If and when that number breaks the record of 319 set last January, UGA mathematics professor Joe Fu said he plans to move his classes online in defiance of University System of Georgia rules. Fu, who has been a vocal critic of the administration throughout the pandemic, made the pronouncement at an August faculty senate meeting, and it caught Franklin College Dean Alan Dorsey’s attention. Dorsey wrote to Fu to tell him that requiring his students to wear masks and switching his in-person classes to online “violate USG rules and constitute grounds for disciplinary action.”

Fu responded that he is prepared to “step away” after 36 years if need be, but that due to the public health emergency facing Athens, he is obligated to act and hopes that others follow suit. “Just as I ultimately decide how to run my classes, so do you all [administrators] actually control your own responses to the directives of the BOR,” he wrote. “It is well past time to defy them, and to put the needs of the many thousands of people who depend on you ahead of your own careers.”

At the aforementioned faculty senate meeting, faculty debated a resolution urging UGA and USG to mandate COVID-19 vaccines and masks indoors but ultimately decided to rewrite it to make it stronger, said Faculty Senate President Cindy Hahamovitch, a history professor. The resolution read:

“Resolved, the faculty of Franklin College strongly condemn the University System of Georgia’s decision not to mandate masks in public buildings on USG campuses and to ban faculty from requiring masks in their classroom and labs. These policies run counter to CDC guidance and are needlessly putting staff, students, faculty members, their family members, and community members at risk, as well as overburdening our already overburdened hospitals. Further, we urge USG to mandate COVID-19 vaccinations, as USG policies allow. Finally, we express our support for faculty members and graduate students who refuse to teach in person unless all students in the classroom are wearing masks.”

In addition, public college and university professors around the state are planning protests next week to demand mask mandates on campuses. Protests at UGA, organized by psychology professor Janet Frick, will be held at the Tate Student Center at 10 a.m. Sept. 13 and 11 a.m. Sept. 14.

USG institutions had 4,400 cases of COVID-19 in August alone, compared to 8,000 for the entire spring semester, according to Matthew Boedy, a University of North Georgia professor and president of the Georgia chapter of the American Association of University Professors.

“Delta is burning through college campuses,” Boedy said.

Younger people are driving this current wave of the Delta variant, including not only college students but children as well. Cases among children ages 11-17 have quadrupled in the past few weeks, and more than half of new cases can be traced back to K-12 schools, Department of Public Health Commissioner Kathleen Toomey said last week.

“What’s happening is children are getting infected and are transmitting it, and it’s being transmitted to other family members,” Toomey said.

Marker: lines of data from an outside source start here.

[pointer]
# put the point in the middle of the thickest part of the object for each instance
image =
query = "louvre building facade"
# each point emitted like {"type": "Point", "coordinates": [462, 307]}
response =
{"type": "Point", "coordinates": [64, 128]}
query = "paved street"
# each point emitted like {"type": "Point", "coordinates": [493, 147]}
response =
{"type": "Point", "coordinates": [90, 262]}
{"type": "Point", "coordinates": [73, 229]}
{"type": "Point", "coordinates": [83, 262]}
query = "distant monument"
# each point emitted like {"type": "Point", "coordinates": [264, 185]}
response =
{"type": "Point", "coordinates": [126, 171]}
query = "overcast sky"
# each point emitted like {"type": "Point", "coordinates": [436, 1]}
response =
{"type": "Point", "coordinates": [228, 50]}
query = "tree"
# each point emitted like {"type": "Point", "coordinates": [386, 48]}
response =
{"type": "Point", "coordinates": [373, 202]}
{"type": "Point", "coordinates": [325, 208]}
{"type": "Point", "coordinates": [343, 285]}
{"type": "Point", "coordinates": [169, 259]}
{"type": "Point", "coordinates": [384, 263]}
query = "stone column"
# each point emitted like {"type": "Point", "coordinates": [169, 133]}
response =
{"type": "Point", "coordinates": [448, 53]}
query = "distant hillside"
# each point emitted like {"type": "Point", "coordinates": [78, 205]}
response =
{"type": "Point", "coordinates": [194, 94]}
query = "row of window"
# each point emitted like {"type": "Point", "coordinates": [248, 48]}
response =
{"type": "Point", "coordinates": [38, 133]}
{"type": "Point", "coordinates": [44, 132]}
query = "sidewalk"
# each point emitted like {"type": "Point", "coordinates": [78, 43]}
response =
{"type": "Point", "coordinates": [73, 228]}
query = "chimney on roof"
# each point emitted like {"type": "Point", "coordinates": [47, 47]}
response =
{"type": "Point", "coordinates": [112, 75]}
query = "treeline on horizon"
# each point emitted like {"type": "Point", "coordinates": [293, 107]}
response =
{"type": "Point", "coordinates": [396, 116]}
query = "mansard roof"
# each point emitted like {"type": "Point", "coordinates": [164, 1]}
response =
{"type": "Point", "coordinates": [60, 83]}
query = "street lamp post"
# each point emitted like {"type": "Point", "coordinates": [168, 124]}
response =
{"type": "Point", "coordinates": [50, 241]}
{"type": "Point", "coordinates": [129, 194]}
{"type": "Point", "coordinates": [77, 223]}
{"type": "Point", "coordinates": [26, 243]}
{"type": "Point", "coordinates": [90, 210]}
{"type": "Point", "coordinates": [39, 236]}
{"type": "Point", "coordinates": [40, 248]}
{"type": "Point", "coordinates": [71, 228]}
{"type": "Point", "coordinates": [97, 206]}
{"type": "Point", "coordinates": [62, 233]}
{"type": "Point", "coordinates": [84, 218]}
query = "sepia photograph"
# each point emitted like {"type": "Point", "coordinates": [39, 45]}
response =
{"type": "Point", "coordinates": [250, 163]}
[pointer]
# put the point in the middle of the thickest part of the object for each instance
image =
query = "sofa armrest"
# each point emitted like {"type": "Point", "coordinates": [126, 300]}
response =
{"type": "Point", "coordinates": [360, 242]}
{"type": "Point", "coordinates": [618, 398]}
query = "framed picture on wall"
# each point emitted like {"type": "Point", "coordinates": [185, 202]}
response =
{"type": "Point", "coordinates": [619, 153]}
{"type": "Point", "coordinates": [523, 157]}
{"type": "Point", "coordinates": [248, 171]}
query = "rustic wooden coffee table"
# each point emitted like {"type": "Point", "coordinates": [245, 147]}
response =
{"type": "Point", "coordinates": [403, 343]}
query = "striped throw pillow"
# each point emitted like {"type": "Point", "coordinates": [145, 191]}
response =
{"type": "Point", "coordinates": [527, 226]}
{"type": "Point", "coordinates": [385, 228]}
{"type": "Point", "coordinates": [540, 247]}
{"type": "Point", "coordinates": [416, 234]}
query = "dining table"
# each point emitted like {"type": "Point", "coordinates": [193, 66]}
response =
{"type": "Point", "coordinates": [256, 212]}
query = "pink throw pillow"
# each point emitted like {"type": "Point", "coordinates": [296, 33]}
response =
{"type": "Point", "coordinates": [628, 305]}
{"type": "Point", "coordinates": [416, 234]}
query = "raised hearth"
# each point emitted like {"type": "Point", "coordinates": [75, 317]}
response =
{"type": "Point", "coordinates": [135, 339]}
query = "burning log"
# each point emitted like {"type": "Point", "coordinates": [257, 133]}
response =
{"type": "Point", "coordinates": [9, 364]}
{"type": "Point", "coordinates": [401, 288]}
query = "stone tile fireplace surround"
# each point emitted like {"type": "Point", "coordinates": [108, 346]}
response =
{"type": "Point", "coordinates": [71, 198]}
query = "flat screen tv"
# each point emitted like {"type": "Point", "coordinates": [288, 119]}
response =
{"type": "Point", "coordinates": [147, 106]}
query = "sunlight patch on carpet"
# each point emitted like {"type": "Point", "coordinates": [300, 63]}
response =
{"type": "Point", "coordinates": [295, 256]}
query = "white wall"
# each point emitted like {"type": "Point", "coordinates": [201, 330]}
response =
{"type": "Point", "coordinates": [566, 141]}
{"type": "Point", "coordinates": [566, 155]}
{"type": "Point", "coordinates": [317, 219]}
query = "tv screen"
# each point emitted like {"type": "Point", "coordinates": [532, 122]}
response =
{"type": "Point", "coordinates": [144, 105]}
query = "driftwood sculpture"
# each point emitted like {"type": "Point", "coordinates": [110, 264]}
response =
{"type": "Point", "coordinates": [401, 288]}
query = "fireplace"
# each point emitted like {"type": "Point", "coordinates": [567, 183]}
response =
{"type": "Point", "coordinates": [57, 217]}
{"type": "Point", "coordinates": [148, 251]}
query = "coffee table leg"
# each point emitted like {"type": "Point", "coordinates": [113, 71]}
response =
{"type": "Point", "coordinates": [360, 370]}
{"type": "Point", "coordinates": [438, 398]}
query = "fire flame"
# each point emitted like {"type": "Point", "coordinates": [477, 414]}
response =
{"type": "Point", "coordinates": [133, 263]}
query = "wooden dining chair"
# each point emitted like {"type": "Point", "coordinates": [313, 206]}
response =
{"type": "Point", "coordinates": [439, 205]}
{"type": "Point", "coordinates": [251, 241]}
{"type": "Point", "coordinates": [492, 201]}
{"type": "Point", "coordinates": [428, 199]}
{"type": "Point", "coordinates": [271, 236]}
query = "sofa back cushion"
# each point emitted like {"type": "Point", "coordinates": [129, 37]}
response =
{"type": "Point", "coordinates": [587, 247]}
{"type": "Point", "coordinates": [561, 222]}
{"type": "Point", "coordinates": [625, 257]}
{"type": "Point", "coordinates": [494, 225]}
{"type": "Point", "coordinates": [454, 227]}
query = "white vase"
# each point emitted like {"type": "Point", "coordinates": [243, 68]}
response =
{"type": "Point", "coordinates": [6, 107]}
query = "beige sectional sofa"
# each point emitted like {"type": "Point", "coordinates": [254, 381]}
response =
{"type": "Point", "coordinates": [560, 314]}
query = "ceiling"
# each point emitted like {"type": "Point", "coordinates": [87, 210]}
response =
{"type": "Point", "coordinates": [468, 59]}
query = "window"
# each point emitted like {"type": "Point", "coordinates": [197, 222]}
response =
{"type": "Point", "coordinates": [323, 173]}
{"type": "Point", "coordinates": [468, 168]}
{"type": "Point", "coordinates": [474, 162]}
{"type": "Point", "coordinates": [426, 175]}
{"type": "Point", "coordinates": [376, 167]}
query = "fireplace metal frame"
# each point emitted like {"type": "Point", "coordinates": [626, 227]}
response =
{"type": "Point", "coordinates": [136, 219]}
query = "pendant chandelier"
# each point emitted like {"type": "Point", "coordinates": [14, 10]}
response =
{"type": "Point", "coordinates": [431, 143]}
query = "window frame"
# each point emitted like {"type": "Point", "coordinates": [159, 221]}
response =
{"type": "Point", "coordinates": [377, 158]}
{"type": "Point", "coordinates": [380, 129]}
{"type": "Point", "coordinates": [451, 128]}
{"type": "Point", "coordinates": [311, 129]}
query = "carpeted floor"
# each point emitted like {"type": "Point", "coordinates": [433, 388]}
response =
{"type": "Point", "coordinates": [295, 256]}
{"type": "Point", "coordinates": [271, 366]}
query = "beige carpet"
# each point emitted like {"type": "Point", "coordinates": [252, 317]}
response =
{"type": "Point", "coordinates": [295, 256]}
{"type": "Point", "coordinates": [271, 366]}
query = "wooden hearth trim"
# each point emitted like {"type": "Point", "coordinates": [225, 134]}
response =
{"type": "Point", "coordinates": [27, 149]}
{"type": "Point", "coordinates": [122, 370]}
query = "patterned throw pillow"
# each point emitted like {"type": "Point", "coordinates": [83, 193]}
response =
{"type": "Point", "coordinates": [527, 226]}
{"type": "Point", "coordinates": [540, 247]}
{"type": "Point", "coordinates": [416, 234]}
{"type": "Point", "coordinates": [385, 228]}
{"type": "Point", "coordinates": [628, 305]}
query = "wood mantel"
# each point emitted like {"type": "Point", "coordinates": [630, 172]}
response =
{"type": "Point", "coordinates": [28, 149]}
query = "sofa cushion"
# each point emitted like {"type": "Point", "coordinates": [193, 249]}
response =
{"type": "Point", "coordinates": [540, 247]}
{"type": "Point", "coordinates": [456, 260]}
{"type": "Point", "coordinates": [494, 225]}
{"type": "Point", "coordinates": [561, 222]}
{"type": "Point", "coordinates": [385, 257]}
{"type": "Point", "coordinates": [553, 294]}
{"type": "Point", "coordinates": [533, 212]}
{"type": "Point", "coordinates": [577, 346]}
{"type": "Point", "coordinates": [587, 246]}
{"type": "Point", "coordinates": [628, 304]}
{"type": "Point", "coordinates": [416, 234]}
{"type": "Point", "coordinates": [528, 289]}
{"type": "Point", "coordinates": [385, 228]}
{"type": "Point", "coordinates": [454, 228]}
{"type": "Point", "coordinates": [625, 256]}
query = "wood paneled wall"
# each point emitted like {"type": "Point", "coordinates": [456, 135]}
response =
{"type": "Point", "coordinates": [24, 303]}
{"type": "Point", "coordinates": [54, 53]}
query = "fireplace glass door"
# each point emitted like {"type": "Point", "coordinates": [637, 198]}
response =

Clarke County high schools are on “pause” this week in an effort to break the cycle of rising cases. Superintendent Xernona Thomas said she took the opportunity of a four-day weekend to get 10 days off while only missing four days of in-person instruction.

“We don’t want to have to close,” Thomas said. “We really don’t want to have to close.”

The ultimate answer is getting more people vaccinated, and UGA and Athens-Clarke County are upping their incentives. ACC now offers $100 gift cards for people to get the shot at the Clarke County Health Department or Northeast Health District-sponsored community events. UGA students, faculty and staff who’ve been vaccinated can enter to win one of 100 $1,000 prizes.